Saturday, January 29, 2011

Knowledge comes at you from surprising places

For example, I now know that 笨, pronounced bèn, is Chinese for "stupid." (Also for "foolish" and "silly" and "slow-witted" and "clumsy.") And why do I know this?

Well, because...

1. I wanted a Chinese-English dictionary for my Kindle; so I went to the Amazon Kindle store and saw a five-star rated book called A Concise Chinese-English Dictionary for Lovers. Now, a five-star rated dictionary was exactly what I was looking for...but what's this bit about "...for Lovers"? Was it only naughty words, or what? So I checked the reviews...

2. ...and discovered that it was a actually a novel, written by a young Chinese novelist who for years has gone back and forth between London and Beijing. And all the reviewers loved it; plus it sounded truly fascinating: it's a first-person novel that is written in the voice of a young Chinese girl from a nouveau-riche Chinese country-village family, who has been sent to London for a year to learn English (rather against her will, actually). Of course she is completely unprepared culturally and linguistically; and she falls in love with a much older English man who is pretty much the first person in England to actually be nice to her. So it is a novel of self-discovery on every level (including, I warn you, sexually, since one of the features of traditional Chinese life is that parents don't talk about sex to their kids and the Chinese government tries not to let anybody else talk about it either...there are numerous passages that are very explicitly sensual indeed). And the novel is written in English -- but it's the character's slowly-improving English, which is therefore in the early chapters Chinese syntax with English words. Here, for example, are the opening words of the prologue:
Now.

Beijing time 12 clock midnight.

London time 5 clock afternoon.

But I at neither time zone. I on airplane. Sitting on 25,000 km above to earth and trying remember all English I learning in school.

I not met you yet. You in future.

Looking outside the massive sky. Thinking air staffs need to set a special time-zone for long-distance airplanes, or passengers like me very confusing about time. When a body floating in air, which country she belonging to?...


3. Obviously, intrigued by the premise and impressed by the enthusiasm of pretty much every reader who had submitted a review, I bought the thing, started reading it...and couldn't stop until the end. Had to finish it. Had to.

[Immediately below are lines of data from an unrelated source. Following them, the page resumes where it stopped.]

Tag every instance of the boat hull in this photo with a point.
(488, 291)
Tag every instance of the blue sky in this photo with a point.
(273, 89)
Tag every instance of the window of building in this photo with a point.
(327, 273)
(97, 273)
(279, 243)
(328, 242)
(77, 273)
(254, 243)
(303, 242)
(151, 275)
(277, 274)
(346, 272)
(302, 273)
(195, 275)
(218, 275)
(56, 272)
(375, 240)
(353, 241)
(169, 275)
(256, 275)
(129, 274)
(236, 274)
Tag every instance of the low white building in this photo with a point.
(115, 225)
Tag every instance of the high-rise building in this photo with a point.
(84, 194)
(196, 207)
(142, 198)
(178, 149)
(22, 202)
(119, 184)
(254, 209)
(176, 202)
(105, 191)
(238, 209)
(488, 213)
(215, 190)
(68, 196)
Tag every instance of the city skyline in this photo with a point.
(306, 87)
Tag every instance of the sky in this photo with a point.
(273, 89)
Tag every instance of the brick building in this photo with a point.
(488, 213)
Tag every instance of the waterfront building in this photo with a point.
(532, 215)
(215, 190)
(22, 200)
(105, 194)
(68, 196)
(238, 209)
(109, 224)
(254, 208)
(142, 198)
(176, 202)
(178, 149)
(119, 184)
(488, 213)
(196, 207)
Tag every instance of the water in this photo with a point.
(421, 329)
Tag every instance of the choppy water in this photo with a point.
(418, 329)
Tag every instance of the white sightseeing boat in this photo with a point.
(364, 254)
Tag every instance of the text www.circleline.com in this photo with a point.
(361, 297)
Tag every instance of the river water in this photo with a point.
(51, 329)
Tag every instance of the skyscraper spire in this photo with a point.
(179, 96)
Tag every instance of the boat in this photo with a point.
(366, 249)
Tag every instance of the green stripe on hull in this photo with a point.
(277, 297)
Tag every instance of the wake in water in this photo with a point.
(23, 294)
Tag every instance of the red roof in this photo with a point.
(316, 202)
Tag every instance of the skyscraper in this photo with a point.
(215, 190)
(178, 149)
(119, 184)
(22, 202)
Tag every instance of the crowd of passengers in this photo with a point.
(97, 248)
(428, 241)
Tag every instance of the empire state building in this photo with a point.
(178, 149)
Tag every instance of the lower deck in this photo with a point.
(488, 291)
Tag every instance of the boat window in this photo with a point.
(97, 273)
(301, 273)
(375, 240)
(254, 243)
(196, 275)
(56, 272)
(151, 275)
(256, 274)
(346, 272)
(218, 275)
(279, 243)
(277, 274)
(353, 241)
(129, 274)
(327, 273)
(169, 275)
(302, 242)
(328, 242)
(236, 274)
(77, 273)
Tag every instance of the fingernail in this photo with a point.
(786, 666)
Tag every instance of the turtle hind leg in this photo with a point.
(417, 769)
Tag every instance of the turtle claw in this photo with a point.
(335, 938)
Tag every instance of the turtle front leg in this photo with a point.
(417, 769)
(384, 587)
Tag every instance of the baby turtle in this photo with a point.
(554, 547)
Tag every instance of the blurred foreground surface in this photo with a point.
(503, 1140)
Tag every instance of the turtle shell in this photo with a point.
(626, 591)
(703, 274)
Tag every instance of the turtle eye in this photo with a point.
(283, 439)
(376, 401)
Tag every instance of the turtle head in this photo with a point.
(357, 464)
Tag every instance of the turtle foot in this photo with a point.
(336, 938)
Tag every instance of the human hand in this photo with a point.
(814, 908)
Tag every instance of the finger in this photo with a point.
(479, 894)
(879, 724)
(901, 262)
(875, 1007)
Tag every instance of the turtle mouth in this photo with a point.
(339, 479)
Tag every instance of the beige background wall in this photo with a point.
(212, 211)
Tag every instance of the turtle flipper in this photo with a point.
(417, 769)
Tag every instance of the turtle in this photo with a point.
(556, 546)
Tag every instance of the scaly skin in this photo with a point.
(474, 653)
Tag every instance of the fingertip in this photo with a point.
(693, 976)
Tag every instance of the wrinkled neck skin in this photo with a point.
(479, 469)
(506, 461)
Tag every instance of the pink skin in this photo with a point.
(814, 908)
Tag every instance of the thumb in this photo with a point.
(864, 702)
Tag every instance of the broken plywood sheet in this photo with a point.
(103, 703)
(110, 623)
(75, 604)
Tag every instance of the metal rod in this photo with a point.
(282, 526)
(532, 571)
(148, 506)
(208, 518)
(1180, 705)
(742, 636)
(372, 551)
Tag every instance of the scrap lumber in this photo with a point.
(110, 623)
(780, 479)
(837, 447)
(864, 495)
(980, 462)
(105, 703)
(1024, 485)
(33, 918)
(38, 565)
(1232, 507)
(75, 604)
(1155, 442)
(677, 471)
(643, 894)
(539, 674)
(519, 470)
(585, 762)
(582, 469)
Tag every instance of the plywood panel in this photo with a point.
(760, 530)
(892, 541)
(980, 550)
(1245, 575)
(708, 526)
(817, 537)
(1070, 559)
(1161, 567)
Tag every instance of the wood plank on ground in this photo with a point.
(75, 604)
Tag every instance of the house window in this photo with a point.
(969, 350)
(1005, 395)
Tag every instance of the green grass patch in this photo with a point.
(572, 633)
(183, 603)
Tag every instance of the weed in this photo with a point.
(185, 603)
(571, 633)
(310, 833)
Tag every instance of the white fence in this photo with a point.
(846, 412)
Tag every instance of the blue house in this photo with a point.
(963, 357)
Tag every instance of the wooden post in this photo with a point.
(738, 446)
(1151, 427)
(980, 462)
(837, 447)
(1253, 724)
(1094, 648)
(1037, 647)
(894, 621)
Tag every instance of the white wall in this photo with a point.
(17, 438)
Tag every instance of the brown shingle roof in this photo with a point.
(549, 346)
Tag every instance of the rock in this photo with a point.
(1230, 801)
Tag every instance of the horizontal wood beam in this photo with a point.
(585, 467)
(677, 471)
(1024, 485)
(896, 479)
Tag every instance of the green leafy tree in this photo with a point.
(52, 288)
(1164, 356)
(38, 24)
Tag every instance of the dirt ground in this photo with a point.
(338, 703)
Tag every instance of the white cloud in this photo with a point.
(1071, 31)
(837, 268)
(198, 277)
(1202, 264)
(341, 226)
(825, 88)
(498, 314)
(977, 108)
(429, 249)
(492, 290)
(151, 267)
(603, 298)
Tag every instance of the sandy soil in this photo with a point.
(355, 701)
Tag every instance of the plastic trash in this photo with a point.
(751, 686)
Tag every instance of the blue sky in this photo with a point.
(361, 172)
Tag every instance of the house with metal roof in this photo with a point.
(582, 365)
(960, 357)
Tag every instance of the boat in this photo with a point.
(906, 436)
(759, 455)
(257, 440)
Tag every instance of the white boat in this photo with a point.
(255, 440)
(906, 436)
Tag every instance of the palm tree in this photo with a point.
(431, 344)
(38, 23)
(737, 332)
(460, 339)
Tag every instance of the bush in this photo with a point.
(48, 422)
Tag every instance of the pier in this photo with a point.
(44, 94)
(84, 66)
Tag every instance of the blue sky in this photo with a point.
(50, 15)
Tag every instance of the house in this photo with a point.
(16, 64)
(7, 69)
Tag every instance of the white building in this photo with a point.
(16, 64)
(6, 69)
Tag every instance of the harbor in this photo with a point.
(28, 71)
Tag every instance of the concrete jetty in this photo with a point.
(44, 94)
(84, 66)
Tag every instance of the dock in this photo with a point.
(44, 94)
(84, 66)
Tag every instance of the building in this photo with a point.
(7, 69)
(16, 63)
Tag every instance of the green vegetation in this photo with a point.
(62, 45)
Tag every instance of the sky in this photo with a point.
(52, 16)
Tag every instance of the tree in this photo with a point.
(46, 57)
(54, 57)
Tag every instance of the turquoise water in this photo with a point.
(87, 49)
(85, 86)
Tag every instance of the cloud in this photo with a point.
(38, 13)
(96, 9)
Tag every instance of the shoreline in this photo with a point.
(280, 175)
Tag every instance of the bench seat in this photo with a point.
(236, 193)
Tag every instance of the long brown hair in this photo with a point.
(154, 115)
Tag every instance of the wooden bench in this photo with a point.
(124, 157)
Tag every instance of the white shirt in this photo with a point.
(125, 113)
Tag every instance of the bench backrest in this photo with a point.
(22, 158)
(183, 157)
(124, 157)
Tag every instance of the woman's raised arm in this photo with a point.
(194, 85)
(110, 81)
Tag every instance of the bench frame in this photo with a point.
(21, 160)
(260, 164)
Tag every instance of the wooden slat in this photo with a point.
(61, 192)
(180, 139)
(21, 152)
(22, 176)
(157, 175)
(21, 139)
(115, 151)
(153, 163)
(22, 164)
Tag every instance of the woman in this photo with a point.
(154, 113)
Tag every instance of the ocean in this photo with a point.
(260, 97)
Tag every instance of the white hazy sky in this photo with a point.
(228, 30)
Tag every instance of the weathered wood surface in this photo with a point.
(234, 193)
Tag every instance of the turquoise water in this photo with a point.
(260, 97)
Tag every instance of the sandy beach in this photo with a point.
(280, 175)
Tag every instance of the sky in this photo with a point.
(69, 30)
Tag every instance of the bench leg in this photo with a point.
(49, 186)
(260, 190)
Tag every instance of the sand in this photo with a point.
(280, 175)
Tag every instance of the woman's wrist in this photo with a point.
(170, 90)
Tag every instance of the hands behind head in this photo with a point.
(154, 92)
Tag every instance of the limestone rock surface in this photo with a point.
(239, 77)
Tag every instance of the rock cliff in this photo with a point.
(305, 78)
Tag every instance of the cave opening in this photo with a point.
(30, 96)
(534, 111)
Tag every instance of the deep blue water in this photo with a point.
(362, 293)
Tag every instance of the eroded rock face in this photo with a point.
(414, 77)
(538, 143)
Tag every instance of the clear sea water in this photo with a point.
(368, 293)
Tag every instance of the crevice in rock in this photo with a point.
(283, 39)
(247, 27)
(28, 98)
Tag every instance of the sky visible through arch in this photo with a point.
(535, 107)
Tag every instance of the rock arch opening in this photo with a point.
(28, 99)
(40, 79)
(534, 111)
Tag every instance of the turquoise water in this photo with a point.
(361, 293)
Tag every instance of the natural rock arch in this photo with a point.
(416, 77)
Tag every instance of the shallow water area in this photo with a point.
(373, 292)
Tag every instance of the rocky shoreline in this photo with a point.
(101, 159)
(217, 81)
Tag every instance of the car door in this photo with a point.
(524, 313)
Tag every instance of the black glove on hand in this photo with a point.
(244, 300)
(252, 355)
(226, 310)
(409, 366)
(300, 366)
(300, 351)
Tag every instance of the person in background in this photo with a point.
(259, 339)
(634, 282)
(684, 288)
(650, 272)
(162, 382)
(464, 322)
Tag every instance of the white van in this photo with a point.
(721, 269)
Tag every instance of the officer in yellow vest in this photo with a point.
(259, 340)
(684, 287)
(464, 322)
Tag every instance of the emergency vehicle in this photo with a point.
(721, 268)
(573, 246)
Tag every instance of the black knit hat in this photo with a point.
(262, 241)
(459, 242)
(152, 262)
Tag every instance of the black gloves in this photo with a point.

4. But along the way, it caught my attention when the narrator asked herself, "How I finding important places including Buckingham Palace, or Big Stupid Clock?" For a moment I was thrown: Big Stupid Clock? But then I realized, "Oh, she must mean Big Ben." And the next thought: "Ah, so I bet ben means 'stupid' in Chinese." So I went and looked it up, and sure enough, 笨, pronounced bèn, is Chinese for "stupid." (Also for "foolish" and "silly" and "slow-witted" and "clumsy.")

And now I'm unlikely ever to forget how to say "stupid" in Chinese -- even if I have trouble remembering such basic and essential phrases as "Hello," "Thank you," and (critically) "Where's the bathroom?" I'll always know how to say "stupid," thanks to the Big Stupid Clock.

That kind of thing happens to me all the time, which is pretty much how I tend to wind up the possessor of so many random pieces of odd and not terribly useful knowledge.

In the meantime, I very highly recommend A Concise Chinese-English Dictionary for Lovers, by Xiaolu Guo.

By the way, here's one of my favorite paragraphs from the novel, as Zhuang's frustration from her daily English classes boils over into her journal:
Chinese, we not having grammar. We saying things simple way. No verb-change usage, no tense differences, no gender changes. We bosses of our language. But, English language is boss of English user.


But this one is good, too (obviously from much later in the book, as you can tell from the improved English):
"Love," this English word: like other English words it has tense. "Loved" or "will love" or "have loved." All these specific tenses mean Love is time-limited thing. Not infinite. It only exist in particular period of time. In Chinese, Love is "爱" (ai). It has no tense. No past and future. Love in Chinese means a being, a situation, a circumstance. Love is existence, holding past and future.

If our love existed in Chinese tense, then it will last for ever. It will be infinite.